Leveraging workplace analytics in this way may help companies streamline processes, resulting in saved time and money. But are there risks? Several reports from agencies such as the Federal Trade Commission and the White House have warned of the risk of making biased decisions based on analytics. Last Fall, the Equal Employment Opportunity Commission even held a public meeting regarding the use of big data in employment during which it examined the risks and benefits of big data analytics in the workplace.

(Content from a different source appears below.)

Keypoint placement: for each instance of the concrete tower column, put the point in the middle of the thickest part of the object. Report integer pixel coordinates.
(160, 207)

Despite risks, properly designed analytics platforms can yield a host of benefits and may significantly lessen the likelihood of liability. Of course, algorithms used by employers to make decisions could be tainted by bias – for example, race and gender could be incorporated into an algorithm used by company officials to determine who should be hired or promoted. Even if race and gender is not explicitly included, an algorithm could result in the unintentional disproportionate exclusion of a particular race or gender group, that is, disparate impact. But these concerns also exist absent the use of algorithms. Humans, but their very nature, bring unintentional biases reflecting their life’s experiences and intuition to everyday decisions. Humans also may bring inconsistency to the decision-making process. Properly designed analytics platforms based on neutral data science are highly consistent and efficient.
Indeed, algorithms should not be designed to explicitly incorporate protected characteristics such as race or gender. And employers must monitor their analytics use for evidence of disparate impact. The most effective of these platforms provide guidance and should never be solely relied upon by employers when making decisions.